Süddeutsche Zeitung

Türkei:Der Wendige

Der türkische Präsident Erdoğan ist gescheitert, sein Land als nahöstliche Vormacht des 21. Jahrhunderts zu etablieren. Jetzt will er sich mit Ägypten aussöhnen.

Von Tomas Avenarius

Der türkische Staatschef Recep Tayyip Erdoğan ist ein bemerkenswert wendiger Politiker. Erst legt er sich breitbrüstig an mit Gott und der Welt im Nahen Osten, dann schaltet er plötzlich wieder um zu einer Politik der diplomatischen Umarmung. Ob er damit Erfolg hat, wird sich zeigen: Erdoğan sucht die Aussöhnung mit Ägypten und den Golf-Staaten. Die haben nicht vergessen, dass der Türke sich während des Arabischen Frühlings auf die Seite der Aufständischen geschlagen und dabei auf die Muslimbrüder gesetzt hatte. Doch die - und nicht die Könige, Diktatoren und Generäle - haben den Konflikt am Ende verloren, ob in Syrien oder in Ägypten.

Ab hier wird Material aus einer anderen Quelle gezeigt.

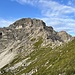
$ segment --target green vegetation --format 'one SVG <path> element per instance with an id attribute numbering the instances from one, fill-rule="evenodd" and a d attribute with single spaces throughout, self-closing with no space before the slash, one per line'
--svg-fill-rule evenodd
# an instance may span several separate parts
<path id="1" fill-rule="evenodd" d="M 21 67 L 20 72 L 17 72 L 16 75 L 29 73 L 32 69 L 37 69 L 33 75 L 75 75 L 75 39 L 54 50 L 50 47 L 40 48 L 42 39 L 39 40 L 41 42 L 37 41 L 34 44 L 38 49 L 27 56 L 30 57 L 30 59 L 28 59 L 26 63 L 32 63 L 25 66 L 26 69 Z"/>
<path id="2" fill-rule="evenodd" d="M 41 44 L 43 43 L 43 38 L 39 37 L 39 40 L 37 42 L 34 43 L 34 47 L 38 48 L 41 46 Z"/>
<path id="3" fill-rule="evenodd" d="M 34 42 L 36 40 L 36 38 L 32 38 L 31 41 Z"/>

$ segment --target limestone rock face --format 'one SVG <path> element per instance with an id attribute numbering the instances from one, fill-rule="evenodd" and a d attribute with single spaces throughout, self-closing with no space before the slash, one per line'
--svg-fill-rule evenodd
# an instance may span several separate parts
<path id="1" fill-rule="evenodd" d="M 0 55 L 8 57 L 10 53 L 27 56 L 35 48 L 45 46 L 54 48 L 72 39 L 73 37 L 64 31 L 56 32 L 53 27 L 46 26 L 42 20 L 22 18 L 9 27 L 0 28 Z M 13 59 L 15 55 L 11 58 Z M 7 58 L 4 57 L 4 59 Z M 2 56 L 0 57 L 1 60 L 5 62 Z M 1 63 L 0 65 L 3 67 L 6 64 Z"/>
<path id="2" fill-rule="evenodd" d="M 60 36 L 61 39 L 64 40 L 64 42 L 73 40 L 73 37 L 69 35 L 68 33 L 66 33 L 65 31 L 58 32 L 58 36 Z"/>

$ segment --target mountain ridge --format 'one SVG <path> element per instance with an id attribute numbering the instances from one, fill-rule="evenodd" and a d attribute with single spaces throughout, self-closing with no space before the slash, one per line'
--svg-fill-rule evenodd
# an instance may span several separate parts
<path id="1" fill-rule="evenodd" d="M 26 56 L 36 50 L 39 51 L 39 48 L 55 49 L 73 39 L 74 37 L 65 31 L 56 32 L 53 27 L 46 26 L 42 20 L 22 18 L 9 27 L 0 28 L 0 68 L 10 64 L 14 59 L 18 60 L 20 56 L 24 60 L 19 59 L 19 63 L 14 63 L 13 67 L 16 69 L 30 59 L 25 59 Z M 25 64 L 30 65 L 30 63 Z M 14 70 L 13 67 L 8 70 Z"/>

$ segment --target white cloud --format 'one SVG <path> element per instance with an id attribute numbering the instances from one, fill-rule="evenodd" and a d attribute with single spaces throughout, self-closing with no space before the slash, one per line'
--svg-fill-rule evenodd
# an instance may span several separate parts
<path id="1" fill-rule="evenodd" d="M 8 27 L 13 22 L 11 20 L 0 19 L 0 27 Z"/>
<path id="2" fill-rule="evenodd" d="M 54 0 L 14 0 L 20 4 L 30 4 L 41 9 L 42 18 L 48 25 L 55 30 L 65 30 L 75 32 L 75 7 L 71 6 L 74 0 L 69 0 L 67 5 L 59 4 Z M 64 0 L 61 0 L 64 2 Z"/>

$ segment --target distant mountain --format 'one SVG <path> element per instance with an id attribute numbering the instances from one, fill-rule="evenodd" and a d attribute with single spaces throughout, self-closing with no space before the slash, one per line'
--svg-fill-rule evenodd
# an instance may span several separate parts
<path id="1" fill-rule="evenodd" d="M 0 75 L 58 75 L 54 67 L 57 69 L 57 60 L 67 48 L 64 45 L 73 39 L 65 31 L 56 32 L 39 19 L 22 18 L 0 28 Z M 57 65 L 52 68 L 55 62 Z M 60 73 L 64 75 L 65 71 Z"/>

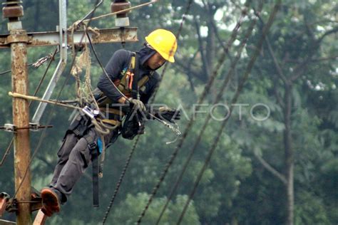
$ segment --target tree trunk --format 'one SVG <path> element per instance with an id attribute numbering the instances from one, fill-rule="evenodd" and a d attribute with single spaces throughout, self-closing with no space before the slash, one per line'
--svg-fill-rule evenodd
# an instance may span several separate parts
<path id="1" fill-rule="evenodd" d="M 292 147 L 291 135 L 291 108 L 292 108 L 292 85 L 285 84 L 284 123 L 284 147 L 285 152 L 285 177 L 287 178 L 287 224 L 293 225 L 294 221 L 294 158 Z"/>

Jetzt klopft Erdoğan in Kairo an, obwohl er den dortigen Staatschef Abdel Fattah al-Sisi als üblen Putschisten und Islamisten-Fresser (beides zu Recht) geschmäht hat. Eine Aussöhnung mit Staatschef Abdel Fatah al-Sisi ist Voraussetzung dafür, dass die Türkei ihre Isolation überwinden kann: Ägypten bleibt arabische Vormacht.

Dem Zwischenstand nach ist Erdoğans Politik gescheitert, sein Land als nahöstliche Vormacht des 21. Jahrhunderts zu etablieren. Aber die Eigenheit dieser Region ist, dass sich die Entwicklungen schwer voraussagen lassen. Erdoğan mag einen Gang zurückschalten - aufgeben wird er nicht.